[JURIST] The US Court of Appeals for the Second Circuit [official website] on Monday affirmed [opinion, PDF] a ruling that a prisoner's First Amendment [Cornell LII backgrounder] rights are not violated if he is prohibited from writing material that encourages inmates to participate in work stoppages. Sing Sing prison inmate Prince Pilgrim brought the suit to challenge a New York state prison regulation [7 NYCRR § 270.2 materials] that prohibits inmates from leading, organizing, participating, or urging others to participate in a "work stoppage, sit-in, lock-in, or other actions which may be detrimental" within penitentiaries, alleging First Amendment and due process [Cornell LII backgrounder] violations. The district court originally granted summary judgment for the state facility and officials following a magistrate judge's determination that Pilgrim's document, titled "Wake Up!," urged prison disruption and that rules banning such material served legitimate governmental interests. The appeals court looked to precedent in upholding the district court decision, ruling that:
other cases have held that similar inmate activity within prisons is not protected by the First Amendment. The Supreme Court has held that "[i]n a prison context, an inmate does not retain those First Amendment rights that are inconsistent with his status as a prisoner or with the legitimate penological objectives of the corrections system," ... including "organized union activity within the prison walls." Work stoppages are deliberate disruptions of the regular order of the prison environment and are a species of "organized union activity." ... They are plainly inconsistent with legitimate objectives of prison organization. Entreaties to such activity...are not entitled to First Amendment protection where other less disruptive means of airing grievances are available. Accordingly, plaintiff's First Amendment retaliation claim fails as a matter of law.
The court also rejected Pilgrim's due process claims, which arose out of alleged inadequate assistance during a disciplinary hearing, on the grounds that they were without merit.

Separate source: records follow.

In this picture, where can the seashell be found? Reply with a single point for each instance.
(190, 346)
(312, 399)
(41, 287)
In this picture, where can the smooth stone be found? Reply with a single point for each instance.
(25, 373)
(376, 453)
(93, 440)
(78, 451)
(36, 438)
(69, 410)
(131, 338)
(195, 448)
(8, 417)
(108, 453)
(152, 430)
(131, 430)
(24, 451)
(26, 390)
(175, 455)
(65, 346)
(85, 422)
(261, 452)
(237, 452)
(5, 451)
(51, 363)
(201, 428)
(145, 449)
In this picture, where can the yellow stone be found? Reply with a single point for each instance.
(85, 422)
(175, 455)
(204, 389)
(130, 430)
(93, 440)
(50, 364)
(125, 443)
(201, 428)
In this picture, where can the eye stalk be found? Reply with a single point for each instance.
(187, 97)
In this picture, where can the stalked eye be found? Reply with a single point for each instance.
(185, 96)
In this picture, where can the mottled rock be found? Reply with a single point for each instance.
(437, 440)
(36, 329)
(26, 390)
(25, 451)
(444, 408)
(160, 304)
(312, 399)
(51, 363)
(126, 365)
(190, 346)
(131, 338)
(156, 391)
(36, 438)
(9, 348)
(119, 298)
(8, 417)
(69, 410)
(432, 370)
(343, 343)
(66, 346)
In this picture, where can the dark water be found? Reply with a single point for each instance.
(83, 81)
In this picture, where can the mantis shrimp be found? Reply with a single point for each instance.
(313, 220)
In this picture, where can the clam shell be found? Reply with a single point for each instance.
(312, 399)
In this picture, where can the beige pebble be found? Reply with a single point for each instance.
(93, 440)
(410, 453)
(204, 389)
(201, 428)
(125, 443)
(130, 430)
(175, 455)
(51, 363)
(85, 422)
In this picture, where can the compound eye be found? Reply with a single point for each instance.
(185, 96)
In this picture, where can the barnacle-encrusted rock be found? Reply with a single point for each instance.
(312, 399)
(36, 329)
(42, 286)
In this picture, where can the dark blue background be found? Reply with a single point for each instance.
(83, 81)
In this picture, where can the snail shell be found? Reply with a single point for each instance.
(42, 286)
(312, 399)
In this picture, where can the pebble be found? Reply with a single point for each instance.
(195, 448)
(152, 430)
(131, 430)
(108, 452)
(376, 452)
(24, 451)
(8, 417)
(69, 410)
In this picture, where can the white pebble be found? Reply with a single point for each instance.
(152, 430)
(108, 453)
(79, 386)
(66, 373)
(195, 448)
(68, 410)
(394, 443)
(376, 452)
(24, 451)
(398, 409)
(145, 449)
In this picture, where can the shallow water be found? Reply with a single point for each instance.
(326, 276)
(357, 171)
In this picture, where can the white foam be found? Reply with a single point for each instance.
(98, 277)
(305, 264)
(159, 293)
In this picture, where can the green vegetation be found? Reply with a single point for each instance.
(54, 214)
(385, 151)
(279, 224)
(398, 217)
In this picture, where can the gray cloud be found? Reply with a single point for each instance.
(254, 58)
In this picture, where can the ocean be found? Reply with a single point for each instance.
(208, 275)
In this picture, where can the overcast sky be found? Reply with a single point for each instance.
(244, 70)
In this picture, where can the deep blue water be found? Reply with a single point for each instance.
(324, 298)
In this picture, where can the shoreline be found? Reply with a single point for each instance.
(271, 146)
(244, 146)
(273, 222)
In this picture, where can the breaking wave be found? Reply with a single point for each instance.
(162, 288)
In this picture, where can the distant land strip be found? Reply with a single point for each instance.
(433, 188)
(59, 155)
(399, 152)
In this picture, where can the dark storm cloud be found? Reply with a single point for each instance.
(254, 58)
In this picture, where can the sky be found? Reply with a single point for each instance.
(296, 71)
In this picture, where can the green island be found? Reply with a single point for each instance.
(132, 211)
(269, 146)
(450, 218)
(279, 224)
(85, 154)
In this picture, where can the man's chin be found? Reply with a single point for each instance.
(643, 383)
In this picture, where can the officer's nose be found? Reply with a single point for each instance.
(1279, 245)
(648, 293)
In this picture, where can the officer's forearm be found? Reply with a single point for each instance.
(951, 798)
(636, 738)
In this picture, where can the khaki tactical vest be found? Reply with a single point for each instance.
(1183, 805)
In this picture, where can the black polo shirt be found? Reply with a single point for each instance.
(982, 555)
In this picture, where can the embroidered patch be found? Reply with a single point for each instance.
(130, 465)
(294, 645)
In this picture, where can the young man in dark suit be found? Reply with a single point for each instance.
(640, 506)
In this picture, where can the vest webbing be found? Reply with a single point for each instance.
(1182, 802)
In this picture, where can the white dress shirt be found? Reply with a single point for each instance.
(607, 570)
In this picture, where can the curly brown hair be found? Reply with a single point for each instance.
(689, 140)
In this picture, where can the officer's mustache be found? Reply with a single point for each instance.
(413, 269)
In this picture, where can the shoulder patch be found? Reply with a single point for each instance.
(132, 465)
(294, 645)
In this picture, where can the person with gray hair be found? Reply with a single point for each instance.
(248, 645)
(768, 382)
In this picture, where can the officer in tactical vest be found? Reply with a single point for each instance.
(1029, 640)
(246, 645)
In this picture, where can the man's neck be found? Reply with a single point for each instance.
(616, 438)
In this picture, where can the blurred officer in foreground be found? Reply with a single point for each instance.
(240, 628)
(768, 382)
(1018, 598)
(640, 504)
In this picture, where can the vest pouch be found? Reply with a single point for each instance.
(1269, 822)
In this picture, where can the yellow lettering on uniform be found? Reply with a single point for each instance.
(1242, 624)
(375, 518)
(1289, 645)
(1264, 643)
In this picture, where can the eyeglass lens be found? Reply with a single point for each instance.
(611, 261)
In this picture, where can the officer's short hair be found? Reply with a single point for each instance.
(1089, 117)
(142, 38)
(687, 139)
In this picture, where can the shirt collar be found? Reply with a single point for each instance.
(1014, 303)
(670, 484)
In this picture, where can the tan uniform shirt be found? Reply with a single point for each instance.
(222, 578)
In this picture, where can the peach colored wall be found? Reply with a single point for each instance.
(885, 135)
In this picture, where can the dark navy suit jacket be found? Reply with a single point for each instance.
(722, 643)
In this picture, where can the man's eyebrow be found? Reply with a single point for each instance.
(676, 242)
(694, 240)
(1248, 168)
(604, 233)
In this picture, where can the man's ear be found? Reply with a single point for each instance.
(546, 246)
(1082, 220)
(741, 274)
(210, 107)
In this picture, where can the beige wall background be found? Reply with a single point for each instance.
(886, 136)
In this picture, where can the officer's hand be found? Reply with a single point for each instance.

First Amendment restrictions in prisons are frequently contested before the courts. Last month, the US Court of Appeals for the First Circuit [official website] upheld [opinion, PDF; JURIST report] a Massachusetts prison regulation that prohibited prisoners from receiving sexually explicit mail. As in the Second Circuit's Monday ruling, the court upheld the mail restriction as a legitimate governmental interest in ensuring prison safety and security.